Potter sniffed through his nose, and the wheezing sound was loud in the quiet only broken by their footsteps. Draco's nose wrinkled—the least Potter could do was try not to get him sick. He was listening to him after all… though he wasn't sure he wanted to. "But Aunt Petunia knew them, or at least mom." Potter interrupted, and Draco reluctantly focused.

"So every day I'd change something about myself. I didn't get to see mirrors most of the time, but Dudley always told me what I did, so that wasn't a problem. My nose even turned blue with pink spots one day. They all screamed." Potter had a fond smile on his face, and this was starting to feel creepy. But now that Draco was here, he couldn't leave. It was enrapturing in a spooky, malicious way—and more than unease settled in Draco's stomach at that thought.

"But eventually I got it right." Potter said. "Eventually you always do. I learned that early on, that you can succeed at games with enough time and patience.

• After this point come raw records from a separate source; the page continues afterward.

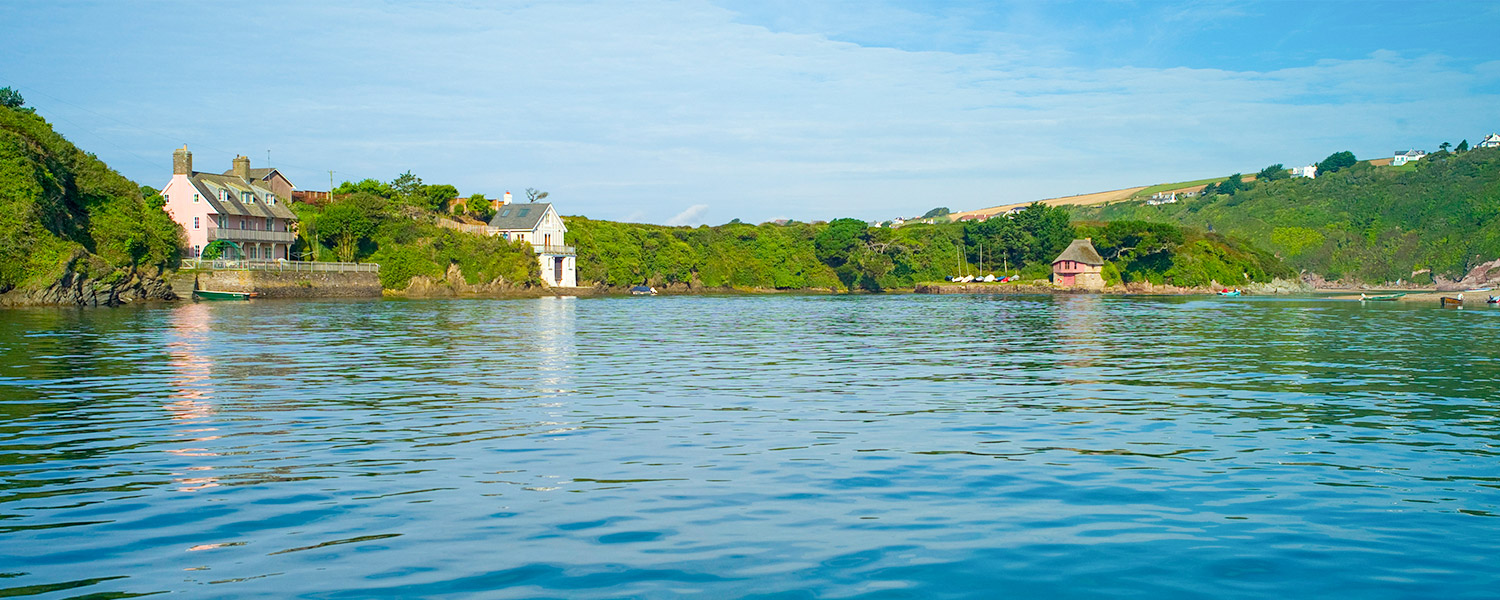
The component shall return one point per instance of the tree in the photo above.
(11, 99)
(407, 186)
(1337, 162)
(440, 195)
(837, 242)
(1232, 185)
(479, 206)
(1272, 173)
(345, 224)
(368, 186)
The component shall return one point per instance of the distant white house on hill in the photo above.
(540, 225)
(1407, 156)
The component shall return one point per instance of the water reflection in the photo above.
(738, 446)
(191, 362)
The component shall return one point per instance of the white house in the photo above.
(1407, 156)
(540, 225)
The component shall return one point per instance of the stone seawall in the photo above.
(282, 284)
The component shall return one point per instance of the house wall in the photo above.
(180, 204)
(1077, 275)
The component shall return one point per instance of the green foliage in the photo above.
(1272, 173)
(1373, 224)
(348, 221)
(438, 197)
(479, 207)
(14, 101)
(843, 254)
(837, 242)
(399, 233)
(60, 206)
(1167, 254)
(366, 186)
(1335, 162)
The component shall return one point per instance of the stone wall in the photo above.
(284, 284)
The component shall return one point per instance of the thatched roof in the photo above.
(1080, 251)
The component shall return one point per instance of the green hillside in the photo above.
(845, 254)
(62, 210)
(1373, 224)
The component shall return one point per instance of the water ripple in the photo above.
(899, 446)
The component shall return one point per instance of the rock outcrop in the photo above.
(78, 290)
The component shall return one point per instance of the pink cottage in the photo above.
(243, 206)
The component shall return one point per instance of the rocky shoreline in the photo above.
(78, 290)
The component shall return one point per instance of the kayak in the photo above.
(206, 294)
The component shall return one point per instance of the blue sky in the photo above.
(705, 111)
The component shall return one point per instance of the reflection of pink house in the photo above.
(242, 206)
(1080, 266)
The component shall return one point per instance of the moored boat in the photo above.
(209, 294)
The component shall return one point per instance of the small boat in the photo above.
(207, 294)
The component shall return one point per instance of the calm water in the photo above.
(752, 447)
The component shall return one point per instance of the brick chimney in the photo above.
(182, 161)
(242, 167)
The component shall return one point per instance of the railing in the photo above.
(222, 264)
(221, 233)
(567, 251)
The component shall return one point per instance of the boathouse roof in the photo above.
(1082, 251)
(519, 216)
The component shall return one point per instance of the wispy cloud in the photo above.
(692, 216)
(633, 110)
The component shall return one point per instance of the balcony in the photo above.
(219, 233)
(566, 251)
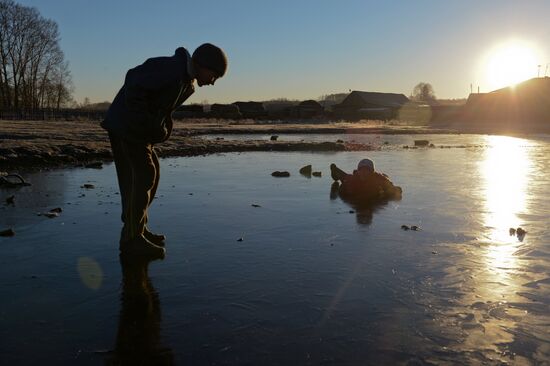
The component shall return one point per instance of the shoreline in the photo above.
(35, 145)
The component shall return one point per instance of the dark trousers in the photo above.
(138, 173)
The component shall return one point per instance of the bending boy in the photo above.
(138, 118)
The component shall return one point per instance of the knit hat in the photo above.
(366, 163)
(211, 57)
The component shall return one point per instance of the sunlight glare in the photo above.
(505, 180)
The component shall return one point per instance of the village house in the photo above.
(372, 105)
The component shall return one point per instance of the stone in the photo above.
(7, 232)
(421, 142)
(94, 165)
(10, 200)
(306, 170)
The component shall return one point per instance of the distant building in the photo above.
(189, 111)
(251, 109)
(230, 111)
(360, 104)
(307, 109)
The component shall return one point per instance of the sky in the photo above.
(300, 49)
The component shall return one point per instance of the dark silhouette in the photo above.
(424, 92)
(365, 190)
(138, 340)
(139, 117)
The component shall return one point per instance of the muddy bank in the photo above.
(44, 144)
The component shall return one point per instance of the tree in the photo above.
(423, 92)
(33, 73)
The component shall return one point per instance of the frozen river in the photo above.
(313, 281)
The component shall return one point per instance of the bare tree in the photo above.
(33, 73)
(424, 92)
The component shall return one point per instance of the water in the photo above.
(310, 283)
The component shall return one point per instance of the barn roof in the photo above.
(381, 99)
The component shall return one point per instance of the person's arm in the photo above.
(144, 85)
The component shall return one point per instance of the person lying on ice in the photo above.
(141, 116)
(365, 184)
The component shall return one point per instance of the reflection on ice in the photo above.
(504, 171)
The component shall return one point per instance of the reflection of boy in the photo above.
(139, 117)
(365, 183)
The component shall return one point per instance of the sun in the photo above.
(510, 63)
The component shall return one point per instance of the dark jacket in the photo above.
(142, 109)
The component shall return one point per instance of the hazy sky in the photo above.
(298, 49)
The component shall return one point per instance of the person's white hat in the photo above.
(366, 163)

And I got a good answer to the game."

Potter was quiet for a long time after this.

Draco interrupted the musing silence. "What was the answer?" Draco asked civilly, beyond horrified at his action but needing to know. "How do you win your Parents Love You game?"

"Oh, you don't win," Potter cut in dismissively, shaking his head lightly and coming out of whatever resided in his head. "It doesn't work that way in long games. But I got my greatest success. Because all you need to do to play is to get the most people in the whole wide world to talk about your family, your real family, without bringing it up. It's fun."

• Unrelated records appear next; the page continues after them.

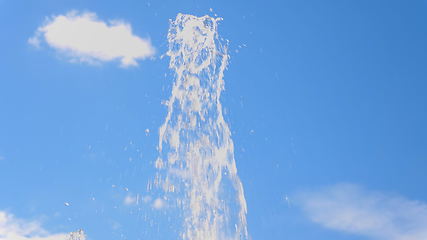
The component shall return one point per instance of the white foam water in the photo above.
(196, 168)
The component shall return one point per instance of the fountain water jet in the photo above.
(196, 168)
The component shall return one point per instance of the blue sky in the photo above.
(325, 99)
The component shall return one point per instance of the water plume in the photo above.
(197, 172)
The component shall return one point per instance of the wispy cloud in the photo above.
(350, 208)
(82, 37)
(12, 228)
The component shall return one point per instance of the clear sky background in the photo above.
(326, 101)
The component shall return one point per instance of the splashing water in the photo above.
(196, 168)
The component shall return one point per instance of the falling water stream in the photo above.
(196, 170)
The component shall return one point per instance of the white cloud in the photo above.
(82, 37)
(350, 208)
(12, 228)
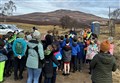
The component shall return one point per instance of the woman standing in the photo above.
(2, 63)
(102, 65)
(35, 57)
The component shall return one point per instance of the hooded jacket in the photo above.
(67, 53)
(75, 49)
(32, 60)
(102, 65)
(48, 68)
(24, 47)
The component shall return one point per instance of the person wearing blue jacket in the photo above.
(19, 55)
(75, 50)
(80, 54)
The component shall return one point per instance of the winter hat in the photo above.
(34, 28)
(36, 34)
(28, 37)
(105, 46)
(21, 35)
(110, 39)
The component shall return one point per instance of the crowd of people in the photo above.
(67, 54)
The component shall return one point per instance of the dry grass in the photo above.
(41, 28)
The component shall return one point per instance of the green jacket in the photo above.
(102, 66)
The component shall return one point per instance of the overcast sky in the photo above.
(96, 7)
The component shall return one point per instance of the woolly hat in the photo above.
(28, 37)
(110, 39)
(105, 46)
(21, 35)
(36, 34)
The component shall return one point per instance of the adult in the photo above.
(49, 38)
(2, 63)
(35, 57)
(19, 48)
(102, 65)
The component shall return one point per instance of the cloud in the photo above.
(97, 7)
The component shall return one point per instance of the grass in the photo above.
(42, 28)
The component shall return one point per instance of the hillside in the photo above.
(54, 17)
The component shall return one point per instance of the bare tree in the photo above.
(7, 9)
(115, 14)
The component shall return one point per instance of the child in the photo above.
(91, 52)
(48, 68)
(80, 54)
(67, 57)
(58, 56)
(75, 50)
(111, 51)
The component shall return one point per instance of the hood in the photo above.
(106, 58)
(67, 48)
(33, 43)
(74, 44)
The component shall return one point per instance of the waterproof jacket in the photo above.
(48, 68)
(24, 47)
(67, 53)
(102, 66)
(75, 49)
(33, 56)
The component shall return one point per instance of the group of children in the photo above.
(65, 53)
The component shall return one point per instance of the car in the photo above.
(5, 28)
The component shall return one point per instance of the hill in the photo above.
(54, 17)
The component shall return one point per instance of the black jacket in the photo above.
(48, 68)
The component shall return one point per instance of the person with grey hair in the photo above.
(35, 58)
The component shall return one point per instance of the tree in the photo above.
(115, 14)
(7, 9)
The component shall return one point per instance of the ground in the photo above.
(78, 77)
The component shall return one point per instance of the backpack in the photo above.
(40, 62)
(19, 47)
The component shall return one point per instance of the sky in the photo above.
(96, 7)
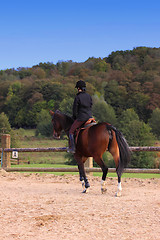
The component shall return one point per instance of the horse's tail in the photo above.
(124, 150)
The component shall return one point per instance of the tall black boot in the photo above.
(71, 148)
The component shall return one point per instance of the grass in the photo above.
(125, 175)
(27, 139)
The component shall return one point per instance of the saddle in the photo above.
(90, 122)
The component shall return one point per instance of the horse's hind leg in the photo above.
(119, 190)
(114, 150)
(104, 168)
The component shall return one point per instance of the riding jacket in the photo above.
(82, 106)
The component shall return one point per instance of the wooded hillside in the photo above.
(124, 79)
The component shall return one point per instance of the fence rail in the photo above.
(6, 150)
(64, 149)
(75, 169)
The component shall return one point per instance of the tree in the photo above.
(66, 106)
(154, 122)
(103, 112)
(44, 126)
(137, 133)
(5, 126)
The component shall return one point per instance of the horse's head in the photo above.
(56, 121)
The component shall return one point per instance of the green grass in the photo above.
(27, 139)
(125, 175)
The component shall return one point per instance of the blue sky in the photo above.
(34, 31)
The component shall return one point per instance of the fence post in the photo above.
(6, 142)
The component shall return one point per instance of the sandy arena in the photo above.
(48, 207)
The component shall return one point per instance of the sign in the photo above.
(14, 154)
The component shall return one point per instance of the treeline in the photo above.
(125, 79)
(125, 87)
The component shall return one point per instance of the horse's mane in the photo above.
(67, 119)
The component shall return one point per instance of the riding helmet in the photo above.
(80, 84)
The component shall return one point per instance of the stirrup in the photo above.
(70, 150)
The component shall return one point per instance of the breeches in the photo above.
(75, 125)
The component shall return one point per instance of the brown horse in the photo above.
(93, 142)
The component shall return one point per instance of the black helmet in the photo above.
(80, 84)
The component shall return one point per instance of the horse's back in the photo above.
(93, 140)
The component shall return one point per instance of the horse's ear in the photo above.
(51, 112)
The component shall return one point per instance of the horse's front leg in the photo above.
(119, 190)
(83, 178)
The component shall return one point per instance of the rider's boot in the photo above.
(71, 148)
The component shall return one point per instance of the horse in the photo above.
(93, 141)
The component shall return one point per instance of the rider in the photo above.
(81, 111)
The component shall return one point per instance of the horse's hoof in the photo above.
(103, 190)
(85, 190)
(87, 185)
(118, 194)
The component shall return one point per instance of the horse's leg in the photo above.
(119, 190)
(114, 150)
(104, 168)
(83, 178)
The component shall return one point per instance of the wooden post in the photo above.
(89, 163)
(6, 142)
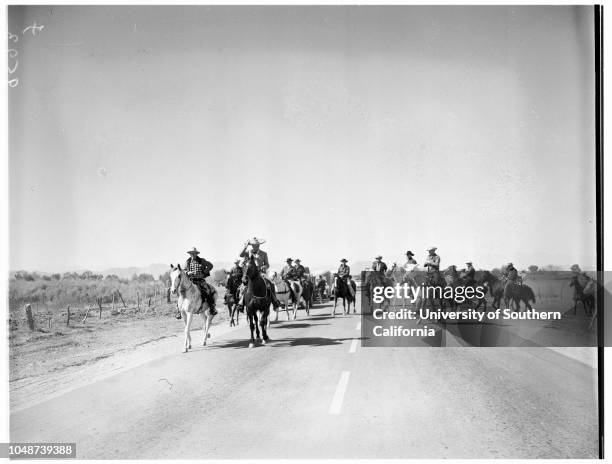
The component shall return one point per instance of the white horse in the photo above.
(189, 301)
(284, 295)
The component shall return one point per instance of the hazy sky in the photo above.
(139, 132)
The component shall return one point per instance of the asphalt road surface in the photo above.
(314, 392)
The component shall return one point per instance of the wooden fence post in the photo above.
(119, 293)
(28, 309)
(86, 314)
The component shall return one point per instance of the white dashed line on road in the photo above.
(336, 404)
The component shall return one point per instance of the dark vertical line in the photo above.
(598, 17)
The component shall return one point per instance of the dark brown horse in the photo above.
(495, 286)
(257, 301)
(232, 296)
(512, 293)
(583, 293)
(341, 290)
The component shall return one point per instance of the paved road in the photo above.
(314, 392)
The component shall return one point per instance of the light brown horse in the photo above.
(189, 302)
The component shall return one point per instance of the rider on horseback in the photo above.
(261, 260)
(299, 270)
(432, 263)
(379, 265)
(510, 275)
(198, 269)
(469, 278)
(344, 273)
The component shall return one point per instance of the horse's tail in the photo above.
(530, 294)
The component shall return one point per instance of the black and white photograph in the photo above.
(304, 232)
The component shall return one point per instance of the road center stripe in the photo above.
(336, 405)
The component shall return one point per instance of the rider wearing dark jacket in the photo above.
(198, 269)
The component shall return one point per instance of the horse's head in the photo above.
(251, 271)
(274, 276)
(176, 275)
(485, 278)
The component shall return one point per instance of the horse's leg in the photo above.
(252, 327)
(189, 317)
(263, 321)
(230, 307)
(296, 304)
(257, 327)
(207, 321)
(184, 318)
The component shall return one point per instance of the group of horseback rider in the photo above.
(198, 269)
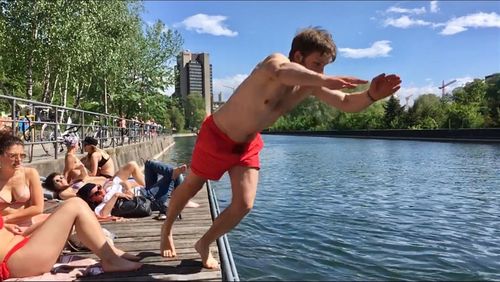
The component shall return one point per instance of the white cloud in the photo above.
(434, 7)
(378, 49)
(213, 25)
(405, 22)
(399, 10)
(457, 25)
(227, 85)
(461, 81)
(431, 88)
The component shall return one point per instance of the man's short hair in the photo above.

And Potter's face finally turned towards him, the first deliberate action in all this cursed talk. His hand rose to his scar, and for the slightest second, the smallest amount of time Draco had ever been forced to see and process and be done with something, Potter's eyes flicked brown. A light, normal, pleasing brown that made his face glow and look like a ordinary teenage boy, instead of the uptight Boy-Who-Lived, responsible for the Wizarding World.

It looked nice.

And then it was over, and Potter lowered his hand and smiled absently and seemed to come to himself. Grey eyes were left staring deep into glazed green, a green that Draco had never noticed never quite smiled, never quite showed anything. A green with a film of blankness and white and artificialness that he bet no one had ever noticed before.

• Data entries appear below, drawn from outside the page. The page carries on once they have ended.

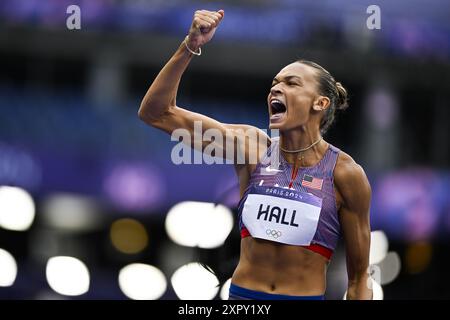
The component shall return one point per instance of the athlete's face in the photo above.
(292, 97)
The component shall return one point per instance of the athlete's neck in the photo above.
(299, 139)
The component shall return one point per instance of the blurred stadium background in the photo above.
(91, 206)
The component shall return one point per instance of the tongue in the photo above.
(277, 116)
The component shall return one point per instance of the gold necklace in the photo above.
(302, 150)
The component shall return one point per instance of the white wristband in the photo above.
(199, 53)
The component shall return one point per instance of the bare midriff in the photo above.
(275, 268)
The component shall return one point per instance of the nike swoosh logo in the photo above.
(269, 169)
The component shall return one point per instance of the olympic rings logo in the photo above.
(273, 233)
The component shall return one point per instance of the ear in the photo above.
(321, 103)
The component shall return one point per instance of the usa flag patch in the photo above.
(311, 182)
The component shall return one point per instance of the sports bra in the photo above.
(292, 206)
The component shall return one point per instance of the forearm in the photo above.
(162, 93)
(360, 289)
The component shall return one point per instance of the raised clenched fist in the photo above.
(203, 27)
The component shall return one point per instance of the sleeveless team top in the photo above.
(292, 206)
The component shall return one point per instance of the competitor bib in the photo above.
(281, 215)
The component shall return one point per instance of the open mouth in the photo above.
(277, 108)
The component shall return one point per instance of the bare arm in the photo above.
(355, 190)
(158, 107)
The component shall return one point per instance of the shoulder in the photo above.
(351, 181)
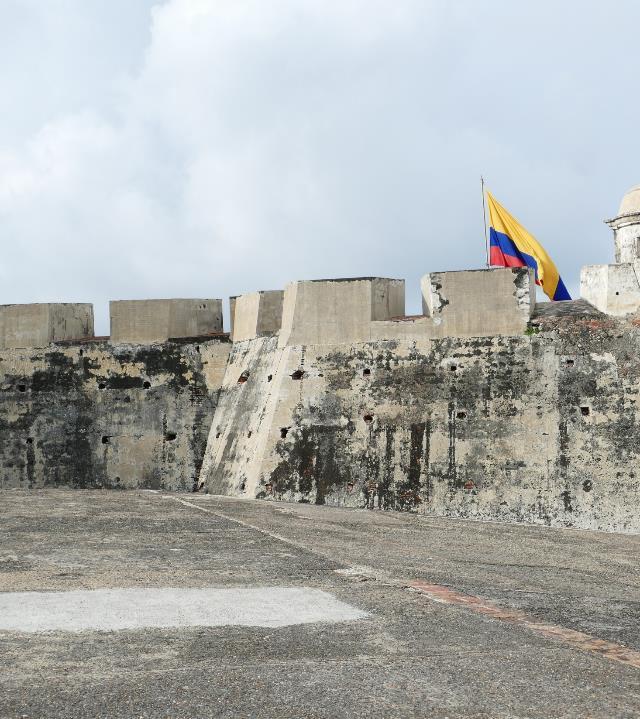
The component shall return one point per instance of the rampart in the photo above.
(487, 405)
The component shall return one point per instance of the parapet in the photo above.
(147, 321)
(471, 303)
(256, 314)
(338, 311)
(37, 325)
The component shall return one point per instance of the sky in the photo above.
(206, 148)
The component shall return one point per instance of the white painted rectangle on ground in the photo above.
(113, 609)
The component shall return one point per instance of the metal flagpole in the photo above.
(484, 217)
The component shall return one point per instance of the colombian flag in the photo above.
(512, 246)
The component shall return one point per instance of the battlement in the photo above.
(37, 325)
(256, 314)
(337, 311)
(148, 321)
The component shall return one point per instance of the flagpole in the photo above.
(484, 217)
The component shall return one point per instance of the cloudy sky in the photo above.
(202, 148)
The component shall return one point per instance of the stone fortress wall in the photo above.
(487, 405)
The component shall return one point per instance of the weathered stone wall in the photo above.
(538, 427)
(93, 414)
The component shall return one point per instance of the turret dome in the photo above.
(630, 204)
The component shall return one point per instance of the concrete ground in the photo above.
(439, 617)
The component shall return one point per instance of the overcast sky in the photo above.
(203, 148)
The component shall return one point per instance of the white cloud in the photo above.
(238, 144)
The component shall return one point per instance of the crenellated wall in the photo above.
(485, 406)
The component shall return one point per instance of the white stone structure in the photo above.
(615, 289)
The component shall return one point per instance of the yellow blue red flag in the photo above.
(512, 246)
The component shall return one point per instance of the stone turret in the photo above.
(626, 227)
(615, 289)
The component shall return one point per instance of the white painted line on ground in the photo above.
(113, 609)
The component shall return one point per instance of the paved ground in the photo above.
(462, 619)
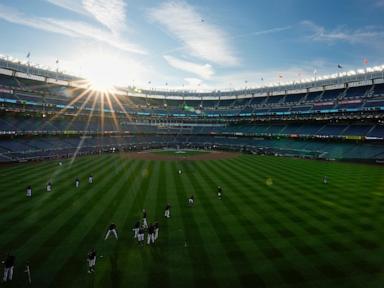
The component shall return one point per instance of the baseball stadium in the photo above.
(274, 182)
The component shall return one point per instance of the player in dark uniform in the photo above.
(140, 236)
(219, 192)
(156, 227)
(136, 229)
(112, 229)
(145, 223)
(9, 264)
(151, 234)
(191, 200)
(167, 211)
(29, 191)
(91, 260)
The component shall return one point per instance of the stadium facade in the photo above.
(47, 114)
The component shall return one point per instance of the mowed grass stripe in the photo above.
(34, 206)
(158, 272)
(227, 231)
(37, 179)
(78, 226)
(102, 216)
(181, 263)
(305, 266)
(212, 228)
(254, 231)
(33, 224)
(44, 169)
(296, 197)
(124, 248)
(198, 254)
(42, 226)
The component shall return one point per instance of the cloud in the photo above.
(200, 39)
(71, 5)
(111, 13)
(204, 71)
(75, 29)
(353, 36)
(263, 32)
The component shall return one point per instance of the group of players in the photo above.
(139, 230)
(49, 185)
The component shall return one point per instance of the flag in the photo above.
(188, 108)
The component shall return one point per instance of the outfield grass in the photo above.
(277, 226)
(179, 153)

"What are you looking at?" Potter barked, and Draco looked at him blankly.

"Why are your eyes green?" he asked back.

There was a startled silence, and then the softest of the absent look Draco had been shown all this time returned.

"They're Lily's eyes."

Draco's step faltered. Harry's hand strayed upward and Draco heard a horrified accidental magic! ring in his brain. Harry's eyes flickered—green and brown, green and brown, green and for the quickest three seconds it took Potter to speak on brown…

"Do you want to play?"

Draco shook his head frantically.

Potter's hand fell. And his eyes turned green.